See Agent Harness for the session_start hook pattern that makes Dex compound over time.

Content-Skill-Graph (Ronin)

A content production system built entirely on markdown skill files with wikilinks. Replaces a content team or $5-8K/month agency retainer with a folder of 17 interconnected .md files.

Folder structure:

/content-skill-graph
├── index.md            ← briefing doc the AI reads first
├── platforms/          ← one file per platform (X, LinkedIn, Instagram, TikTok, YouTube, Threads, Facebook, newsletter)
├── voice/              ← brand-voice.md + platform-tone.md
├── engine/             ← hooks.md, repurpose.md, scheduling.md, content-types.md
└── audience/           ← audience segment files

The key: each file uses *wikilinks* to reference other nodes. When the agent gets a topic, it doesn't read one file — it follows the links, builds a complete understanding of brand/voice/platform rules/hook formulas, then writes. The difference from a single prompt: "One flat .md file gives you a tool. A graph gives you a team."

Why this pattern works: the agent has amnesiac tendencies — each session starts from zero.

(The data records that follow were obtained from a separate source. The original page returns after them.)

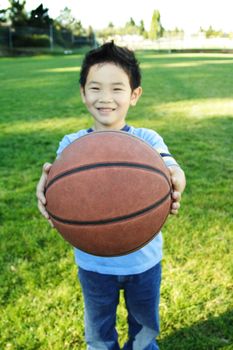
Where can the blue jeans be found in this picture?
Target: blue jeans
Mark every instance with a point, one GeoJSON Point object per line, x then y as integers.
{"type": "Point", "coordinates": [101, 297]}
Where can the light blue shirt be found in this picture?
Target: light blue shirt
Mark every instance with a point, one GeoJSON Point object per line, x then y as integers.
{"type": "Point", "coordinates": [144, 258]}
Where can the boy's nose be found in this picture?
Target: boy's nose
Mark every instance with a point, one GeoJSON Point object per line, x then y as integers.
{"type": "Point", "coordinates": [105, 98]}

The skill graph acts as a persistent playbook that outlasts any chat window. Same principle as thin-harness / fat-skills, applied to content production rather than software development. See Agent Harness.

Output: one topic → 10 platform-native posts, each reframed for platform conventions (X: contrarian thread; LinkedIn: personal narrative 1500 words; Instagram: 7-slide carousel; TikTok: 45-second script).

GBrain (Garry Tan)

Personal knowledge brain for agents — the knowledge layer that GStack's coding skills operate on. Ships with the resolver pattern built in: gbrain init creates RESOLVER.md, decision tree, and disambiguation rules. In production, Tan runs ~100,000 pages and 100+ cron jobs processing inputs continuously — meetings, emails, social media, reading. Designed to work with OpenClaw or Hermes Agent as the conductor. GStack (87K+ stars) calls knowledge stored in GBrain; together they form the full "thin harness, fat skills" architecture.

Page schema: Each brain page has compiled truth at the top (current best understanding), an append-only timeline below (events in chronological order), and raw data sidecars for source material. Person pages include timeline, state section, open threads, and a score. Every meeting triggers entity propagation — the system walks through every person and company mentioned and updates their brain pages with what was discussed. source(https://x.com/garrytan/status/2053127519872614419)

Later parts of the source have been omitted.